The file coalescence.py runs the simulations and generates the simul_data.txt file for downstream analysis.

Simulations were carried out using the Community Simulator package. New features were added. First, we now give the option for individual species to have unique metabolic matrices instead of a shared one. This behavior can be controlled by passing a new entry to the dictionary of modeling assumptions of the Community Simulator (see the package README reproduced here for details):

assumptions['metabolism'] = 'common'

or

assumptions['metabolism'] = 'specific'

The first choice enables the default behavior of the original Community Simulator. The second makes it so the metabolic matrix is a list of matrices with as many elements as species in the model. Each individual matrix is generated randomly by calling the MakeMatrices() function of the original package. This is equivalent to the metabolic matrix being three- instead of two-dimensional, with the aditional dimension corresponding to the species index.

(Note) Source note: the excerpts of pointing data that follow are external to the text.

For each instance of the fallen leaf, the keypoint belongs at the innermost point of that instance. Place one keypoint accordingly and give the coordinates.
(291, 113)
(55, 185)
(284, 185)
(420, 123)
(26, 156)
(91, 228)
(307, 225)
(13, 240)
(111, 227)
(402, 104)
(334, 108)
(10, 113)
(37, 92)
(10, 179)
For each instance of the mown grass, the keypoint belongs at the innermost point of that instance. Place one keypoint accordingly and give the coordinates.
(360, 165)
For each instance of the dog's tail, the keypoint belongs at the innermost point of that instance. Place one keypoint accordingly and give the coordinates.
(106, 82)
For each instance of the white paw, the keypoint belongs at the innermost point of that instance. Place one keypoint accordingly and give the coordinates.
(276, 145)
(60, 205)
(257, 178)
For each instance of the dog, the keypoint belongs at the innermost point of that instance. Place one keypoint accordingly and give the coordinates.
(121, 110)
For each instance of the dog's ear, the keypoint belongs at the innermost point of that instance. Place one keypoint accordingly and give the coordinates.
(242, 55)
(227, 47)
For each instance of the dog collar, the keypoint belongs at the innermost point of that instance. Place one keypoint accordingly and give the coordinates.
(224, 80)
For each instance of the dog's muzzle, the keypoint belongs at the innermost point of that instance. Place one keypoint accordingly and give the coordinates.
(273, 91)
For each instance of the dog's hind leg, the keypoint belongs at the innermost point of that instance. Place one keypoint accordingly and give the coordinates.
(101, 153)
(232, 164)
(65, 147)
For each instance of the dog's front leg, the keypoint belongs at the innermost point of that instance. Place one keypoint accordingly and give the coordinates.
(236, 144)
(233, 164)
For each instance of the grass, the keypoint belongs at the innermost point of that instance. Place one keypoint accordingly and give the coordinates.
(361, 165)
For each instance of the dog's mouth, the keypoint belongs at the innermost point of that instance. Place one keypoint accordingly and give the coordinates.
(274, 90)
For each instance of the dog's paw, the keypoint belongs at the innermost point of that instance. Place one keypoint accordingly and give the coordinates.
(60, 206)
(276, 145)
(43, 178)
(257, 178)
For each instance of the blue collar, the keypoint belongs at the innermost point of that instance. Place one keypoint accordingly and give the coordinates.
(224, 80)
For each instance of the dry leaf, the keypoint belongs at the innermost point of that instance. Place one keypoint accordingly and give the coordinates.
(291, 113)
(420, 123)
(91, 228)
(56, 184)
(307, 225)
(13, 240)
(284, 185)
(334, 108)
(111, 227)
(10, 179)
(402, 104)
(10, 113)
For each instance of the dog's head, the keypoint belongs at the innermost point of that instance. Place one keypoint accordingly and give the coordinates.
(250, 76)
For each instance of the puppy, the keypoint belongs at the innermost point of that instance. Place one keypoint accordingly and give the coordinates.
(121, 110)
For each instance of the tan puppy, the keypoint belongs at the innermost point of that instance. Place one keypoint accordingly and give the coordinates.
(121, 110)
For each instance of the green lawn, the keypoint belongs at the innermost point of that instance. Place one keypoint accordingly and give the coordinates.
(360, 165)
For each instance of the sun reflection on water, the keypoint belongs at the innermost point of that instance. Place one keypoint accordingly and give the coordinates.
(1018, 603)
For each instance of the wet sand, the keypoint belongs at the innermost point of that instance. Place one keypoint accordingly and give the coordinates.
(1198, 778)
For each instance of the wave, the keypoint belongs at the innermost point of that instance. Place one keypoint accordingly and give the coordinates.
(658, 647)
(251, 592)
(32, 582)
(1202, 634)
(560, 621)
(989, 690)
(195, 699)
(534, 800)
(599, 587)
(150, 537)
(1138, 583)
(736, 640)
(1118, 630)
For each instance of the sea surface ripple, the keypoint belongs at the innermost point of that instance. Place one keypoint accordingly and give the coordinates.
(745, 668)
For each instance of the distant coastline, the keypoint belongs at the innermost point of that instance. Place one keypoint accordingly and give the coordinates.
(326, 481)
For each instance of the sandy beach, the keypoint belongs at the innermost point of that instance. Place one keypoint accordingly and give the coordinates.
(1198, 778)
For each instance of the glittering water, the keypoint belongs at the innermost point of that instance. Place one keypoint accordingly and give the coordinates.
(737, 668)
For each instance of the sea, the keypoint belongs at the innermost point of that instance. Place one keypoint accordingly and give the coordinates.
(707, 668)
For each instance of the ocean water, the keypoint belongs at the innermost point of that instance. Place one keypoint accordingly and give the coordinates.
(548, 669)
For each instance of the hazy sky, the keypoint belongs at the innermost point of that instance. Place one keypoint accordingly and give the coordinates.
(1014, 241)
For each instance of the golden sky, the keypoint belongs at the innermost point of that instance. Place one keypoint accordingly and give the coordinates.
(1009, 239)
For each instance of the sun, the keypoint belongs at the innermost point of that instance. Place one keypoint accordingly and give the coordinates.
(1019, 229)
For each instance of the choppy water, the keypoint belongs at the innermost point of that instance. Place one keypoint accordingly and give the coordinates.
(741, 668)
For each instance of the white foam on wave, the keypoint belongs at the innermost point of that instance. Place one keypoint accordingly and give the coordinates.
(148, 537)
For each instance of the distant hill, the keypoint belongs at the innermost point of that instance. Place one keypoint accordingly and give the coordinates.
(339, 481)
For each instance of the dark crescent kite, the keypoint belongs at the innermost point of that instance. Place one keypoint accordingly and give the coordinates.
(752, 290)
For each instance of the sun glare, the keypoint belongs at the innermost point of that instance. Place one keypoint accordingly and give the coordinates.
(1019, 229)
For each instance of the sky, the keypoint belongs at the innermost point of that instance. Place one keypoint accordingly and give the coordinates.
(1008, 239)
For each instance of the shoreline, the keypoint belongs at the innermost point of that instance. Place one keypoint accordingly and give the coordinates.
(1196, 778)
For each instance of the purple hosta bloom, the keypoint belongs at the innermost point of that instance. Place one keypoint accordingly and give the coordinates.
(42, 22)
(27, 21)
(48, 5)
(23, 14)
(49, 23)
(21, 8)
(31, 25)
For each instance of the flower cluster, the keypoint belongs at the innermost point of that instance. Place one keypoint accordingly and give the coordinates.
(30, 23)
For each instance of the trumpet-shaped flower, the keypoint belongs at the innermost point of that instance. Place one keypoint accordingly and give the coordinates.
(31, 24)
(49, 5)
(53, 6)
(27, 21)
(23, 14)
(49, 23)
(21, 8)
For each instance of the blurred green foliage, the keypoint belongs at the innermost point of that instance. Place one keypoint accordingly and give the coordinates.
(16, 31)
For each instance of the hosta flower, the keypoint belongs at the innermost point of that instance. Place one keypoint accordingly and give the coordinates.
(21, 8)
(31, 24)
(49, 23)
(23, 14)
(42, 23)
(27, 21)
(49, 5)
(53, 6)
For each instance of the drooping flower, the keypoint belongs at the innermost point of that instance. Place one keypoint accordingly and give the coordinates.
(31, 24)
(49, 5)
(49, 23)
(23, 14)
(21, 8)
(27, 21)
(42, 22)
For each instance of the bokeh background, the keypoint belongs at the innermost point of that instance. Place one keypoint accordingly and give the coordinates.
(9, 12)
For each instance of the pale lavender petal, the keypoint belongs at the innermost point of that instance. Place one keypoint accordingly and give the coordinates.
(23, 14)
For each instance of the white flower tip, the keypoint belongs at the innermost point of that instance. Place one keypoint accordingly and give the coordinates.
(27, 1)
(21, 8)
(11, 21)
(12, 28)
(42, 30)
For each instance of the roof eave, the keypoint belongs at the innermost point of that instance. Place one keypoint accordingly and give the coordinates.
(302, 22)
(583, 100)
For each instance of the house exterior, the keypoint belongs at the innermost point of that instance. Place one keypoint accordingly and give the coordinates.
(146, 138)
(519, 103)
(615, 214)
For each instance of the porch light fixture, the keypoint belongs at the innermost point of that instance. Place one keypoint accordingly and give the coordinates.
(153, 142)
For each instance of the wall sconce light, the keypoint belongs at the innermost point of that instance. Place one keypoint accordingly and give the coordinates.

We also added a new control parameter (not used in the publication but available in the updated package files) that can be passed when the user chooses a species-specific metabolic matrix. This parameter (that we denote as rs) controls the correlation between a species' resource preference and its secretion fluxes. Setting

assumptions['rs'] = 0

will make it so species' secretions are independento of their resource preferences. On the other hand, choosing

assumptions['rs'] = 1

will make it so species can only secrete byproducts that they can utilize themselves, with secretion fluxes being biased towards higher values the larger the species' preference for the resource (c for species i preference for resource α). Values between 0 and 1 are also accepted for intermediate behaviors.

The updated package files, together with the original instructions to install and operate it are in the ./community-simulator folder in this repository.

Minimal model

The file coalescence_minimalModel.py runs the simulations corresponding to the minimal model. It outputs a set of figures that are saved in the ./minimal-model folder. Several parameter choices can be made to control the behavior of the minimal model as described in the paper.